Time is on my side sing the Rolling Stones in their 1964 hit. Is it really? When have you ever thought that time was on your side? I often find that I have too much time or too little time, but never that it’s on my side. I am much concerned with this idea lately. Yesterday I wrote about feeling my age and the effect the passing of the years is having on my body. Today, I caught myself singing that little Stones ditty and just yesterday I mentioned to a friend that I am no longer just trying to get into shape, I am trying to get into the shape I was in five years ago so that I can then begin to get into shape. No, time is definitely not on my side, though a few extra pounds might be.
Five years ago thought I was fat. I distinctly remember getting on the scale and groaning at the number that looked back at me. I told my husband, then my new boyfriend that I hated my fat legs because of the way they rubbed together. At this he told me to stand up with my feet and knees pressed together and we both peered down at the distinct gap between my inner thighs. So they didn’t actually touch and I was needlessly obsessing over my weight, but they touch now and the scale tells me I am five pounds heavier today than I was that day.

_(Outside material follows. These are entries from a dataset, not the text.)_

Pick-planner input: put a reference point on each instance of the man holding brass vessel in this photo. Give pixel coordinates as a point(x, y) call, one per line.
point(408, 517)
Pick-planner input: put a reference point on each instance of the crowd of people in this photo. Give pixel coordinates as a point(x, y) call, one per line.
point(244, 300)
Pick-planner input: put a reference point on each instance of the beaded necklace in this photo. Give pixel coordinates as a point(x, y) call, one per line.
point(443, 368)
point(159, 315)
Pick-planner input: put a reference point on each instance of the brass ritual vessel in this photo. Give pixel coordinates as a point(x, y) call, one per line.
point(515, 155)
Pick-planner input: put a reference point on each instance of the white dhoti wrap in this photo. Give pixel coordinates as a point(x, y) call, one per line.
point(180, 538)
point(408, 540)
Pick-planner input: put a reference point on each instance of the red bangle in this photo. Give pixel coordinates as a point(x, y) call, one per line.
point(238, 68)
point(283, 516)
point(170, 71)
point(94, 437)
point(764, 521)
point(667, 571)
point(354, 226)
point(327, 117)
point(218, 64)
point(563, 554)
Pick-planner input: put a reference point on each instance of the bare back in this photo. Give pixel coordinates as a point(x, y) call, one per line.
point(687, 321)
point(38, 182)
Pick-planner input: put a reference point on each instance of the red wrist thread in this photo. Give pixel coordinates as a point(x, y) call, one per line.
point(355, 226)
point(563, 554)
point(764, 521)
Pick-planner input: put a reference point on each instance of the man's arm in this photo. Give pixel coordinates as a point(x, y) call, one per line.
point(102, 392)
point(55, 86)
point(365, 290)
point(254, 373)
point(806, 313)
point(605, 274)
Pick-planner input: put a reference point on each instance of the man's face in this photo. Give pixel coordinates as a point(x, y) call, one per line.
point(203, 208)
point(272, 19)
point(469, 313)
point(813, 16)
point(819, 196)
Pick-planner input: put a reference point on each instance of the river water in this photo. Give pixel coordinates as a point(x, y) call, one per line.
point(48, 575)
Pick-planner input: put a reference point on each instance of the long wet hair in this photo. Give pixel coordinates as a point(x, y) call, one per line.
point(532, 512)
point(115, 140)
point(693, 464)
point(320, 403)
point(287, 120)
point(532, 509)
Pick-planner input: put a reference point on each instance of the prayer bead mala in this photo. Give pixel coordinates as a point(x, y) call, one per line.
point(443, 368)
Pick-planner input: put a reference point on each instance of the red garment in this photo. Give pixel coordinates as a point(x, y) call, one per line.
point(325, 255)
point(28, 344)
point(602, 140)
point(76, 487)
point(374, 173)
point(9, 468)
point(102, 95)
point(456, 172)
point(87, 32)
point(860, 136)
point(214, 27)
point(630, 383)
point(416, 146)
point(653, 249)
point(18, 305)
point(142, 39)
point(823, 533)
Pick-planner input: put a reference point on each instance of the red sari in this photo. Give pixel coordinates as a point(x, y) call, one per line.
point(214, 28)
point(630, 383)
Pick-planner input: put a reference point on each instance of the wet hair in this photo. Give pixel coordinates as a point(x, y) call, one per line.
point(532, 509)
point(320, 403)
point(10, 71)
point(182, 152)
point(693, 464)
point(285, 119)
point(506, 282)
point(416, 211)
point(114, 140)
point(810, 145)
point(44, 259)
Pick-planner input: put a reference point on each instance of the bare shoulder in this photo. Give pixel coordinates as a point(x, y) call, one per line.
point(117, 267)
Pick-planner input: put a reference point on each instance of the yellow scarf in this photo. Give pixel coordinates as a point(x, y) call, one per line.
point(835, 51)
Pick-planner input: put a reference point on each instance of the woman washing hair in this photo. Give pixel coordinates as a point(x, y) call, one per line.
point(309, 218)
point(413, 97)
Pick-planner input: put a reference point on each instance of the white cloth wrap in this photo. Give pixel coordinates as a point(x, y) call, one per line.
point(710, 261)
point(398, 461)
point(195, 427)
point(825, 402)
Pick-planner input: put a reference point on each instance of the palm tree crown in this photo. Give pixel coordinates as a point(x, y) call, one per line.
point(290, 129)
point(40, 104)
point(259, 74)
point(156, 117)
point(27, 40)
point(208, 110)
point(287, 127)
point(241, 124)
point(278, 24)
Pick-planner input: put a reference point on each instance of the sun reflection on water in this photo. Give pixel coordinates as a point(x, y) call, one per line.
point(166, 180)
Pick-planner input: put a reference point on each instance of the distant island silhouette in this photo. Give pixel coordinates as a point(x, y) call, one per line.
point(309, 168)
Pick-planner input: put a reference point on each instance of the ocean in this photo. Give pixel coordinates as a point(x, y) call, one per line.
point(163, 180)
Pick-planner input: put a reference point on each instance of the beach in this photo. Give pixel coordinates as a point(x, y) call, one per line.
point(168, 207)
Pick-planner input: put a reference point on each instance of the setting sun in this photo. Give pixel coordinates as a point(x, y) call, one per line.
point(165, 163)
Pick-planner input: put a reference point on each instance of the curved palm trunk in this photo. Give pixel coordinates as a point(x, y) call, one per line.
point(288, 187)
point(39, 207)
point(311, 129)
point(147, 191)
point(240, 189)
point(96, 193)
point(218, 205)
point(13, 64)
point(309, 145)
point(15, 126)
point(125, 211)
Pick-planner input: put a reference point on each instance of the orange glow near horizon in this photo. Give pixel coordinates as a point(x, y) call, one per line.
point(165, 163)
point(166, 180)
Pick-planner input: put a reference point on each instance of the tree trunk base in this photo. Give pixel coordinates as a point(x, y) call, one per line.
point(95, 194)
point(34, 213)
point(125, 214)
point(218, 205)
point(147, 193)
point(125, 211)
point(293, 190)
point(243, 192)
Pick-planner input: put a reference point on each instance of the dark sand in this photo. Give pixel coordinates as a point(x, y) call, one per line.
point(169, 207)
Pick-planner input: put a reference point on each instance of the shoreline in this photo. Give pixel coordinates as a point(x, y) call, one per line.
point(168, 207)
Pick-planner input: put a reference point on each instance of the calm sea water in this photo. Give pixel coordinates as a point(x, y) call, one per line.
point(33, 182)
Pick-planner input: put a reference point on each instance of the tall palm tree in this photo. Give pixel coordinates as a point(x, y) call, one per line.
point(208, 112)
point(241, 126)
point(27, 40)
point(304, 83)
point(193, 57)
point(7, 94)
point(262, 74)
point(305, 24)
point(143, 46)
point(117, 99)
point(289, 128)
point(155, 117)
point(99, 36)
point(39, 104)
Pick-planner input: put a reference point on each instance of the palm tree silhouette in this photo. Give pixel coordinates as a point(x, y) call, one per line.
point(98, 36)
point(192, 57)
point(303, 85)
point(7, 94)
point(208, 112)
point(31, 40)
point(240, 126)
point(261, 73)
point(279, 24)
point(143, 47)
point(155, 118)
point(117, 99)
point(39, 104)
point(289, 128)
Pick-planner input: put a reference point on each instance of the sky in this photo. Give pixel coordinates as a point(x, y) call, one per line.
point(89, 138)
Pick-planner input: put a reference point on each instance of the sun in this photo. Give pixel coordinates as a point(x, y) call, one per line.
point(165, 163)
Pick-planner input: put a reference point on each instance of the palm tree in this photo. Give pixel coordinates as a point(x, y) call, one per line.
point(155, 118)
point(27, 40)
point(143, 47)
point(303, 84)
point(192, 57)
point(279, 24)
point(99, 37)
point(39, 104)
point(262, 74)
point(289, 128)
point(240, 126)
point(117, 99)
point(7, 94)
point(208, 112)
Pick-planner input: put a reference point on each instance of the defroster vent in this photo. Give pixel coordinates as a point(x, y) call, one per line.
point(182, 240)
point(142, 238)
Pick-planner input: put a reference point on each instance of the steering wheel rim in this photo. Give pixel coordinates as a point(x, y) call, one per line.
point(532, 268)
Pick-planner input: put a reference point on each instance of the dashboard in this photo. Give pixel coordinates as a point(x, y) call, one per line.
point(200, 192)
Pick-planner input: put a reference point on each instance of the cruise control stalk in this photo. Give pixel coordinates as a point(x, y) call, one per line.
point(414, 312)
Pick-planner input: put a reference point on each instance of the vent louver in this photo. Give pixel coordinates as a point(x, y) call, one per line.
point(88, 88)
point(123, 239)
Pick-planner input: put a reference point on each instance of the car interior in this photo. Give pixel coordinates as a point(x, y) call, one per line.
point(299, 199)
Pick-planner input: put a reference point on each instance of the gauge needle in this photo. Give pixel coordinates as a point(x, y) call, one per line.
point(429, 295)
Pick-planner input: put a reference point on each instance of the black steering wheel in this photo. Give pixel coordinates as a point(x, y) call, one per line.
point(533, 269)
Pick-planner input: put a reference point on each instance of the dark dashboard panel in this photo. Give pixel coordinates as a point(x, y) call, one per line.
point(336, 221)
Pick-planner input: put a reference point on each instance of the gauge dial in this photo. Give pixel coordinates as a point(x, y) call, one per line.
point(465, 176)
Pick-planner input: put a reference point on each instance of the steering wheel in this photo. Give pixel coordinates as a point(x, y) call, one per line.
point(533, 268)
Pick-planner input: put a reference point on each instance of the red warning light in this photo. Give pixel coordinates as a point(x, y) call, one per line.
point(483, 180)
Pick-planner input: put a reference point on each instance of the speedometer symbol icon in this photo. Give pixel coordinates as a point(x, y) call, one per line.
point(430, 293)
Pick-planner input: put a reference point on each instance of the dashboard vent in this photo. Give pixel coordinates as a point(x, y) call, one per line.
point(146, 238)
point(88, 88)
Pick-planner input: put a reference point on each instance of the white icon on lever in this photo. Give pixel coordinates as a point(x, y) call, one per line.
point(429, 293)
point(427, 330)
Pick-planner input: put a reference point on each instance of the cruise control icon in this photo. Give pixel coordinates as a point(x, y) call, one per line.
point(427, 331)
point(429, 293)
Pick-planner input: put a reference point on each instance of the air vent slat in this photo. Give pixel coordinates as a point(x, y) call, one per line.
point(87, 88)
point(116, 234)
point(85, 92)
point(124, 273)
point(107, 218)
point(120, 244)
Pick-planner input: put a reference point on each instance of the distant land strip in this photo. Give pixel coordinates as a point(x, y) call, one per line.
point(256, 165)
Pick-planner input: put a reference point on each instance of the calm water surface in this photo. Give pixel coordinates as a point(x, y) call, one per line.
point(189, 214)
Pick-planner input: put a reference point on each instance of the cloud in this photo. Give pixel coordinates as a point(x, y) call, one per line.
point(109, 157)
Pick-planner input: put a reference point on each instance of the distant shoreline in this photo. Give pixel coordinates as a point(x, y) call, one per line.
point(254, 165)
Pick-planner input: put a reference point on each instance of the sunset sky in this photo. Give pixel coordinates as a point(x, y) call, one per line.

This realization serves to remind me of the futility of working out and dieting. I have been trying to get in shape since I was a teenager and yet each year I am a pound or two heavier so that now, I’m not even trying to get into shape anymore, I’m just trying to get back what I lost. Time is slipping by while I avert my gaze from the truth looking back at me, I might one day attain my physical goal, but I will never be that girl again. Time is a lot of things, but it’s more like a kick in my ass then a reassuring sidekick.